I approach the music stand. My charm hisses softly, pitched perhaps a tone-and-a-half above where I left the interplane. I reach toward the swirling mass, but it disperses like steam.
I frown in confusion. Behind me, Asherti Onlarion stifles some laughter.
“You find new ways to impress me, Klóe DiRossi. I hadn’t expected you to begin anchoring any effects for two or three more sessions, let alone anchoring one for ten seconds.”
“I did it correctly, then?

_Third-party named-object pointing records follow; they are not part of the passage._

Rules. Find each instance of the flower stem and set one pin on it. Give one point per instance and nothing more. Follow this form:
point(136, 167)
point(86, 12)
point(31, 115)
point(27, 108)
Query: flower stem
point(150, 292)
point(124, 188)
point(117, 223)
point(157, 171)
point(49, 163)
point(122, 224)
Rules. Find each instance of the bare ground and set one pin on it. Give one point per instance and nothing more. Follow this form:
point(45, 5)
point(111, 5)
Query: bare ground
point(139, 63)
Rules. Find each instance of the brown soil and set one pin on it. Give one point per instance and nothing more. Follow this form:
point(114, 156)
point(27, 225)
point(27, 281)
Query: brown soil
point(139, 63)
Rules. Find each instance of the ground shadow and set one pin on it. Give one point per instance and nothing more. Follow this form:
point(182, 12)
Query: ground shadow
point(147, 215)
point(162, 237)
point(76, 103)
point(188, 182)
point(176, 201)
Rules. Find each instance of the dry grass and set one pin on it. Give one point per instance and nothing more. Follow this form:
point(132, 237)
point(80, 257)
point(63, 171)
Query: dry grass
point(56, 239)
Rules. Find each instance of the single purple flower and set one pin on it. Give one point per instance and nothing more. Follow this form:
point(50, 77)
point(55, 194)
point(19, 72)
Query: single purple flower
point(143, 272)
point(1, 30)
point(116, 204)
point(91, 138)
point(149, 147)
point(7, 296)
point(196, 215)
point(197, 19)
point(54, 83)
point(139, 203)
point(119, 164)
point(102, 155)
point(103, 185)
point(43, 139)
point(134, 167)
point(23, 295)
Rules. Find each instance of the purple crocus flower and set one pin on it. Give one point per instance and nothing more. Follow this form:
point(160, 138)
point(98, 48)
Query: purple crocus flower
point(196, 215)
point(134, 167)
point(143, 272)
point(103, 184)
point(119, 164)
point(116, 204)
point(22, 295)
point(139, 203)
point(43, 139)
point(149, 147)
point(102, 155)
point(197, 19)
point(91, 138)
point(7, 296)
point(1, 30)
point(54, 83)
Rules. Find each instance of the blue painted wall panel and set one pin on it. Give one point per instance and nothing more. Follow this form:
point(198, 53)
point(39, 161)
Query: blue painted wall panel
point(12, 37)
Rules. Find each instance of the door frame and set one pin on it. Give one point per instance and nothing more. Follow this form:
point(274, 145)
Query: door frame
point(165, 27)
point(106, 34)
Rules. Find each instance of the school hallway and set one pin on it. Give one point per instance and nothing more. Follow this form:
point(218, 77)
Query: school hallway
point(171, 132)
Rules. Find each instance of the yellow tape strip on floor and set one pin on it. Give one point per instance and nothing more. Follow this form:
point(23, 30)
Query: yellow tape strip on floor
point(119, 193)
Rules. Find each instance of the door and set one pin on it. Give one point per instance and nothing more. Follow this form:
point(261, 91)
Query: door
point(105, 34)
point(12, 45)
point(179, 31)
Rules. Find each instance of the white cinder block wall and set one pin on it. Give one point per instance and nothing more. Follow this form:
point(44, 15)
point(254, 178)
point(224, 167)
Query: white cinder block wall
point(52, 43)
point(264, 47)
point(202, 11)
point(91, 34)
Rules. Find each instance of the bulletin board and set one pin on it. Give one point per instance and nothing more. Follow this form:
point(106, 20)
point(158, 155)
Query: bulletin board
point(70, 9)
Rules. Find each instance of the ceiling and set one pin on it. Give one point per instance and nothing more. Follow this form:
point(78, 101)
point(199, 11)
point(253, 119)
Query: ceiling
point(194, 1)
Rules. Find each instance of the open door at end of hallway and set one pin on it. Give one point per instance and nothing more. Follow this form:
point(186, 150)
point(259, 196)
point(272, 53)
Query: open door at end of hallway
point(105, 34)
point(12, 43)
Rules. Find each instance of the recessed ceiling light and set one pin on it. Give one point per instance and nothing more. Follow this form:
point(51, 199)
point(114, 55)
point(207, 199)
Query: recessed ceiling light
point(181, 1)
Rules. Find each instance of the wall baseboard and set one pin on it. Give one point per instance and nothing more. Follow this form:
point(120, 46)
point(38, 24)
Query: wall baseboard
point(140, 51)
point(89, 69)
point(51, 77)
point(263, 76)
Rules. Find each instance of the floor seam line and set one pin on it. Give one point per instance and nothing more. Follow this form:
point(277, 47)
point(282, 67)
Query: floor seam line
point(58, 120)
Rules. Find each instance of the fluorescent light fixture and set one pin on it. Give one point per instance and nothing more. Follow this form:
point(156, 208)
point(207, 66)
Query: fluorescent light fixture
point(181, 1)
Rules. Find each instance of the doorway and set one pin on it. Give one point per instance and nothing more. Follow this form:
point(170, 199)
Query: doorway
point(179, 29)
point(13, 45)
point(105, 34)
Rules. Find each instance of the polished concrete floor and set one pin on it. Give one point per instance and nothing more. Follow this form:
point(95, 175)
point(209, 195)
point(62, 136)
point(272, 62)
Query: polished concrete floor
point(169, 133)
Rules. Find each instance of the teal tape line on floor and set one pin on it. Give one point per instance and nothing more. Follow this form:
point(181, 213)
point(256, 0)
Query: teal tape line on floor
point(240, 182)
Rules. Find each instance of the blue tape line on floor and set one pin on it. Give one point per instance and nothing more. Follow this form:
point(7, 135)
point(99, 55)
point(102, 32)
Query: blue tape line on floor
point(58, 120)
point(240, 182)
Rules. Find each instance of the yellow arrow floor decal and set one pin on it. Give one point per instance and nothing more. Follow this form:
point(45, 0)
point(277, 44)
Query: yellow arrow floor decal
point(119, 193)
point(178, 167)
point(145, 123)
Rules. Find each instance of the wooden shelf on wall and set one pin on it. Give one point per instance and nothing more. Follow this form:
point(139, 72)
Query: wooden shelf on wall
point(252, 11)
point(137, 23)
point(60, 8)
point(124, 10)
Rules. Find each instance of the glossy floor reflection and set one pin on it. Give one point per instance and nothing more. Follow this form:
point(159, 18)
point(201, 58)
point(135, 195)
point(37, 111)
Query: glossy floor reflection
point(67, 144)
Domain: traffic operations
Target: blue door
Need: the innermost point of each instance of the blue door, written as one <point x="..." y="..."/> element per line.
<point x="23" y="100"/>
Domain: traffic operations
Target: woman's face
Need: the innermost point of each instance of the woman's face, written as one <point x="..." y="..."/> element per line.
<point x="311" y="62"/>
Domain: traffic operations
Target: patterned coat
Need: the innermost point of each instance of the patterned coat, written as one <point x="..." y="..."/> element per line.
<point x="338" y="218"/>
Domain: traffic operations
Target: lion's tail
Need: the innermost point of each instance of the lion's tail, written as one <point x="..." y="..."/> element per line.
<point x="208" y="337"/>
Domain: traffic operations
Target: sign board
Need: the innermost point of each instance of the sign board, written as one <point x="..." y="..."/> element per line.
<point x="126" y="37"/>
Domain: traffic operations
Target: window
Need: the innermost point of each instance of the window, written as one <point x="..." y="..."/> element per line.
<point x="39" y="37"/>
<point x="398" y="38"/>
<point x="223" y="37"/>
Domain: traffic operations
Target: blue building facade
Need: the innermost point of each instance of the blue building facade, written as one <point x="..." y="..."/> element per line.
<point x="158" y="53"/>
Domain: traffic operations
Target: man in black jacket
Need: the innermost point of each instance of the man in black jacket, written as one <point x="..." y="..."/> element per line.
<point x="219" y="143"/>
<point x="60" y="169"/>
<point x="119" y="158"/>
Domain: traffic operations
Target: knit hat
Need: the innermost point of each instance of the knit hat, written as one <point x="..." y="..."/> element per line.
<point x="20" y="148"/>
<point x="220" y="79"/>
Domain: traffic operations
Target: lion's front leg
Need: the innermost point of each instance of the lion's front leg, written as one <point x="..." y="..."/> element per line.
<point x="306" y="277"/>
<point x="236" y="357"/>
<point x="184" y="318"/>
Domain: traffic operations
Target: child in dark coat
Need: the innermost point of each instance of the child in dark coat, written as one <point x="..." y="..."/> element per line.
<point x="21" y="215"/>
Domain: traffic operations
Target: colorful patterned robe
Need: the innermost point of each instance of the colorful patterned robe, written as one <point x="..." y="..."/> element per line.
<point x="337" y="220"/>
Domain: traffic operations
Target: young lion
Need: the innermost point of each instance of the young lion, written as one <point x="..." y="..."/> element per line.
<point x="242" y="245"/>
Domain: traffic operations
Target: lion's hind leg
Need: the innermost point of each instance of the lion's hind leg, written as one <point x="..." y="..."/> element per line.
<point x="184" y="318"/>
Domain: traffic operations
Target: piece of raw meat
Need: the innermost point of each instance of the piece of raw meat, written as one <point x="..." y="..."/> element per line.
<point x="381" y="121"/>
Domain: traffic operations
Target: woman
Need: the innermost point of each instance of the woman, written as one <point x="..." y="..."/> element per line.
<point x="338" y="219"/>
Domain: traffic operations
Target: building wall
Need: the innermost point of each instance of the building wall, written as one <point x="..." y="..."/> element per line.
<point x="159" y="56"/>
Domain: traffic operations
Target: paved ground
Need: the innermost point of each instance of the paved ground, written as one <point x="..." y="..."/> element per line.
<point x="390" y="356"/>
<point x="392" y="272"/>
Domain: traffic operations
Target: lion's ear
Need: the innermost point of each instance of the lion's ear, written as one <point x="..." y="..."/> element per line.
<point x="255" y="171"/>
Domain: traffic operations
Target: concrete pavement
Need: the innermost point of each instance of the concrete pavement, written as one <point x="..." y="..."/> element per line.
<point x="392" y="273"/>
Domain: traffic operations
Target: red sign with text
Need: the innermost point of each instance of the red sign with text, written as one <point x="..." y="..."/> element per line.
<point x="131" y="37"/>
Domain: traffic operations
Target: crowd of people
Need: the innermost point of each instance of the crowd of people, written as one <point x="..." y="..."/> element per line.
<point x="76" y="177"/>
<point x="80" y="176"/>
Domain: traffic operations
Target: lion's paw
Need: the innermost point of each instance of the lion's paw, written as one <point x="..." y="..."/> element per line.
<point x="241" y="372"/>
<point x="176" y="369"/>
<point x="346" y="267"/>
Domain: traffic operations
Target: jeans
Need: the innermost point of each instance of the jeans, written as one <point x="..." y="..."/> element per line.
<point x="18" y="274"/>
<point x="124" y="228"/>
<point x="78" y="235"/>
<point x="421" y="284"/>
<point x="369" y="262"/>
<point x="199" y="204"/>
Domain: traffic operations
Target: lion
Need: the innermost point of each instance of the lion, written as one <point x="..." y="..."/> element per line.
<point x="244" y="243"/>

The bubble was supposed to disappear that way?”
“To have set such a long-lasting and uniform airsphere is quite the feat for a first-time songcaster.”

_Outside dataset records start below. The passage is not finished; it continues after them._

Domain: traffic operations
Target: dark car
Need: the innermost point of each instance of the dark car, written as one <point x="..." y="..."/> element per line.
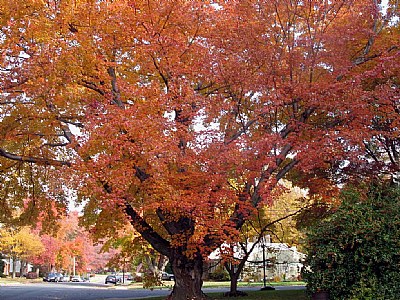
<point x="59" y="277"/>
<point x="112" y="279"/>
<point x="167" y="276"/>
<point x="50" y="277"/>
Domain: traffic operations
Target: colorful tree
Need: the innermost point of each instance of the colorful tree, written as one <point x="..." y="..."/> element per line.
<point x="20" y="244"/>
<point x="176" y="100"/>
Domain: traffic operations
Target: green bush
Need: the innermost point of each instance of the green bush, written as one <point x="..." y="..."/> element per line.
<point x="219" y="275"/>
<point x="355" y="252"/>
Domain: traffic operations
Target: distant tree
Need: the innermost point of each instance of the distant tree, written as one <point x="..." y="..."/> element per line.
<point x="2" y="264"/>
<point x="171" y="99"/>
<point x="354" y="252"/>
<point x="276" y="219"/>
<point x="20" y="244"/>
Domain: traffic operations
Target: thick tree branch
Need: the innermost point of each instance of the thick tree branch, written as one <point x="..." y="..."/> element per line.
<point x="158" y="242"/>
<point x="36" y="160"/>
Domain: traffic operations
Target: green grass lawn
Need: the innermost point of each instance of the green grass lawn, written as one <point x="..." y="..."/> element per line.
<point x="259" y="295"/>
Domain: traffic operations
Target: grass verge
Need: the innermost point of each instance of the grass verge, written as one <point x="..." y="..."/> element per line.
<point x="259" y="295"/>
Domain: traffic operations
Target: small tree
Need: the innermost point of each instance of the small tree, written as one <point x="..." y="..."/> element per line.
<point x="353" y="253"/>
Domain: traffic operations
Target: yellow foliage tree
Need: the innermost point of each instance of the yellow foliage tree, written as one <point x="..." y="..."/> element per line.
<point x="20" y="244"/>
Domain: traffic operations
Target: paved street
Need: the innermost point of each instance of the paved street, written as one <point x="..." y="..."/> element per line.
<point x="86" y="291"/>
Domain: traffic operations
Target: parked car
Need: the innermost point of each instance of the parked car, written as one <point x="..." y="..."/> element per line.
<point x="113" y="279"/>
<point x="59" y="277"/>
<point x="65" y="278"/>
<point x="167" y="276"/>
<point x="76" y="278"/>
<point x="50" y="277"/>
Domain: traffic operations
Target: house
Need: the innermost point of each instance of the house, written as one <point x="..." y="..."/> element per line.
<point x="8" y="267"/>
<point x="282" y="262"/>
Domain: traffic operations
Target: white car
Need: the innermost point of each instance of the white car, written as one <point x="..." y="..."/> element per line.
<point x="76" y="279"/>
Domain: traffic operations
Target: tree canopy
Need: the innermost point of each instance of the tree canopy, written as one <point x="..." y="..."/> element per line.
<point x="181" y="117"/>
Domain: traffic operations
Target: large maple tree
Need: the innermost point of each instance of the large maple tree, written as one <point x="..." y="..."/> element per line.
<point x="190" y="112"/>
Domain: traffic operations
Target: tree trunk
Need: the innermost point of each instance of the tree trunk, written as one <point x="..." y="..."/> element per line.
<point x="14" y="264"/>
<point x="188" y="276"/>
<point x="234" y="273"/>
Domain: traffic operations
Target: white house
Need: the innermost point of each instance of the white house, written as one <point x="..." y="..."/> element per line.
<point x="281" y="261"/>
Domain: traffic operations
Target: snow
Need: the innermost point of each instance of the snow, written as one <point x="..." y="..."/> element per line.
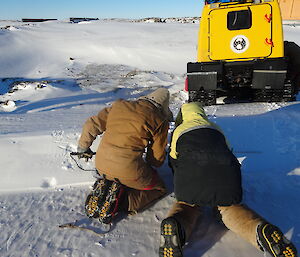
<point x="54" y="75"/>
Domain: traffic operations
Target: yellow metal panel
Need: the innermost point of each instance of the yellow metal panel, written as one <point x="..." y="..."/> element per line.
<point x="255" y="42"/>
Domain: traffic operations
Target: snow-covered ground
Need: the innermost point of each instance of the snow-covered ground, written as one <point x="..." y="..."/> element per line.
<point x="54" y="75"/>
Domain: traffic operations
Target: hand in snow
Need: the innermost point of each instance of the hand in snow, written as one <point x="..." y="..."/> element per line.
<point x="84" y="153"/>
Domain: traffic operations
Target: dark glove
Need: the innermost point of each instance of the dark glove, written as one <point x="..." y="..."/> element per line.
<point x="84" y="153"/>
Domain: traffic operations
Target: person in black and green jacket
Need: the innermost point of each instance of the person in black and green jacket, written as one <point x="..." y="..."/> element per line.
<point x="206" y="173"/>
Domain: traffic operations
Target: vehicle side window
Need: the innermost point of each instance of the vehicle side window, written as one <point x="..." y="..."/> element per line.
<point x="239" y="20"/>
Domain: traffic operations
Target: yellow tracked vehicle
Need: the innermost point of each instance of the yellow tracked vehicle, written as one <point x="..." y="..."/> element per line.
<point x="240" y="54"/>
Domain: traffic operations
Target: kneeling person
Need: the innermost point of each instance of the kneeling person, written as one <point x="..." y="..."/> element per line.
<point x="206" y="173"/>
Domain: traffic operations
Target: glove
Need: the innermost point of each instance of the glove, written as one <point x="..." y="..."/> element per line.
<point x="84" y="153"/>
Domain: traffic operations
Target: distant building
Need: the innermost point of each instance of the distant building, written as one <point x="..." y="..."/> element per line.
<point x="290" y="9"/>
<point x="37" y="20"/>
<point x="76" y="20"/>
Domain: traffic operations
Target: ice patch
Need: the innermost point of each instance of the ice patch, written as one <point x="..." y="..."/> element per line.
<point x="8" y="106"/>
<point x="49" y="182"/>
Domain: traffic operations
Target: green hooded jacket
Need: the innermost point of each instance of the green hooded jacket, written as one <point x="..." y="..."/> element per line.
<point x="191" y="116"/>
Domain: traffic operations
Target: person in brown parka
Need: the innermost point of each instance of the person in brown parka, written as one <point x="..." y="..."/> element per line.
<point x="133" y="144"/>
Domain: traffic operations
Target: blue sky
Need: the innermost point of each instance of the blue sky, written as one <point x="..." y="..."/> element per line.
<point x="60" y="9"/>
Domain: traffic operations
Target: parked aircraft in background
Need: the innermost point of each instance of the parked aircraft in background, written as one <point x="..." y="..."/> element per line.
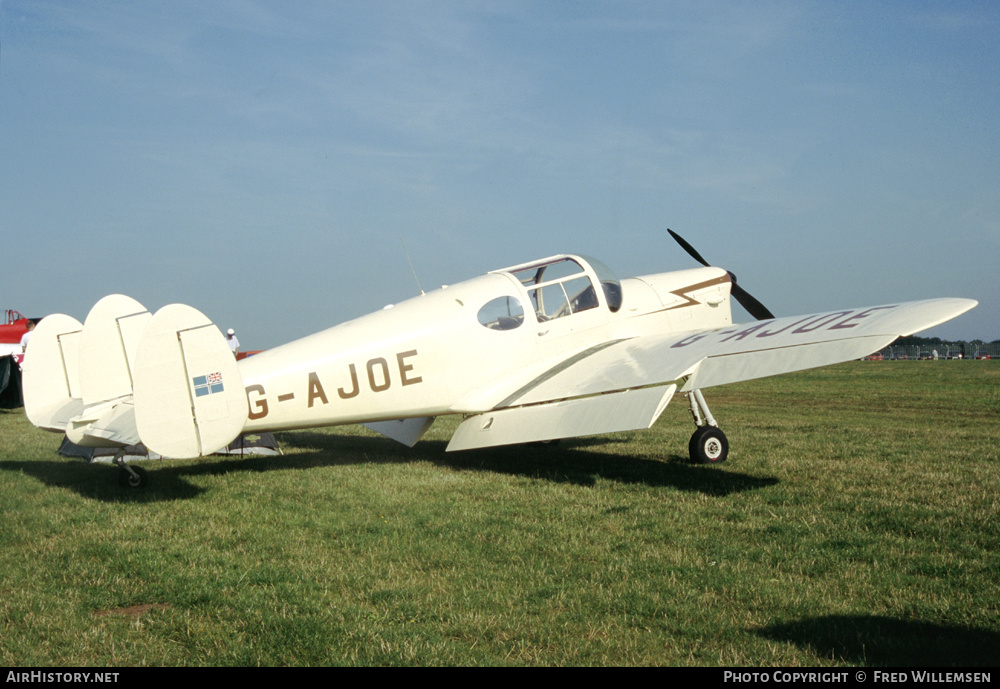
<point x="13" y="326"/>
<point x="555" y="348"/>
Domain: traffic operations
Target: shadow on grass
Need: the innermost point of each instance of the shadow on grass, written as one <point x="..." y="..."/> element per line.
<point x="577" y="462"/>
<point x="886" y="641"/>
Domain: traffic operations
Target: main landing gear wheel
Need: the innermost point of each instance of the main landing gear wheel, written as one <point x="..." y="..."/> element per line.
<point x="132" y="477"/>
<point x="708" y="445"/>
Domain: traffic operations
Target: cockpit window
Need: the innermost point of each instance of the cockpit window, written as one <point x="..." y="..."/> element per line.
<point x="502" y="313"/>
<point x="548" y="272"/>
<point x="561" y="286"/>
<point x="609" y="283"/>
<point x="555" y="300"/>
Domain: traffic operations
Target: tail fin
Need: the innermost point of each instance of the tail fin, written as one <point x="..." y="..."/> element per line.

“Well, I have a first-rate music teacher to thank for guiding me.” I approach her with open arms, but stop beyond her reach. “Thank you, Asherti Onlarion, for training me. I could not have come this far otherwise, and I look forward to going further with you.”

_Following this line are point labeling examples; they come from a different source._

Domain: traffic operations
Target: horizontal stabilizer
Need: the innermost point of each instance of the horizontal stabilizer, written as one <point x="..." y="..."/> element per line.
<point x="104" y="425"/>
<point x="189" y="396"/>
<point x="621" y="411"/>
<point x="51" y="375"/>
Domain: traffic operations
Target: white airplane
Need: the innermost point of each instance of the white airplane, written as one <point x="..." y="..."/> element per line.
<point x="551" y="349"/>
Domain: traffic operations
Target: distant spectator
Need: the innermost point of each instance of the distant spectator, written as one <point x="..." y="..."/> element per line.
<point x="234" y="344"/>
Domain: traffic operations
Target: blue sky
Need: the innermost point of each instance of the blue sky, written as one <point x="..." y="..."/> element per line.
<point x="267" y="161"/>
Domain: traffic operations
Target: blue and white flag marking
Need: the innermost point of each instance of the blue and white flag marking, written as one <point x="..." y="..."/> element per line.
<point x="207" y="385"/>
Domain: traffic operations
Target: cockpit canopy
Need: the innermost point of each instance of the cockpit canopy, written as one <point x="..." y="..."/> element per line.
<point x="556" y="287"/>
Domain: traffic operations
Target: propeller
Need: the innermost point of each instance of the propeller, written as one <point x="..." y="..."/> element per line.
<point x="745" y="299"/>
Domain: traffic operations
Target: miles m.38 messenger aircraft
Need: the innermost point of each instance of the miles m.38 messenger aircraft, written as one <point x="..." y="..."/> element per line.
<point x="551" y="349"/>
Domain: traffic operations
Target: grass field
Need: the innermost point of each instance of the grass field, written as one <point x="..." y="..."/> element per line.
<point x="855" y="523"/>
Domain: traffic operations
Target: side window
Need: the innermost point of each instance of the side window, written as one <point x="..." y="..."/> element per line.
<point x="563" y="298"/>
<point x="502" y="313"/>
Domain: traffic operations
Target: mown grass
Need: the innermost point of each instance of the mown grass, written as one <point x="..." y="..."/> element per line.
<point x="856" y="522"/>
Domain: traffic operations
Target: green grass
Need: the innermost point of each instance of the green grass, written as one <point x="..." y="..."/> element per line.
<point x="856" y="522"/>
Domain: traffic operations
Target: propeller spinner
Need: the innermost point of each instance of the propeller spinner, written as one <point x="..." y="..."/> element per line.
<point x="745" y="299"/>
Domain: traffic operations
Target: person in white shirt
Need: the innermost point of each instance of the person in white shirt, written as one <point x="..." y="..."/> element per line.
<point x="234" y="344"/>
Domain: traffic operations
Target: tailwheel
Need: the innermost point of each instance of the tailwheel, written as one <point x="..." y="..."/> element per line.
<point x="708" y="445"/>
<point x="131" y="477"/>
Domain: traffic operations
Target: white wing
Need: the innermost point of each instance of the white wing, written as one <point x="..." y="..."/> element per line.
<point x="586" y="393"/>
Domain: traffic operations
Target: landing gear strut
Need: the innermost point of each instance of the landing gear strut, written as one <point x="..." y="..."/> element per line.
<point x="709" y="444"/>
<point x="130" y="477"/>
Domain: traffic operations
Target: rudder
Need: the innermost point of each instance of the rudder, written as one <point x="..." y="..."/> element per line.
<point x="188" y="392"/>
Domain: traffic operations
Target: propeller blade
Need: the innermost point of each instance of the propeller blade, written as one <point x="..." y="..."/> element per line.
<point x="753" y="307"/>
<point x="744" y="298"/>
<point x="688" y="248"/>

After some hesitation and wary appraisal, Asherti Onlarion embraces me. It’s brief, but surprisingly strong coming from such a reserved elfom. Once we separate, she tugs at her plum vest to straighten it and clears her throat.
“Now that you know how to perceive the cosmic design on your own, I encourage you to practice doing so throughout your home. Give particular effort in the areas with the most familiarity to you.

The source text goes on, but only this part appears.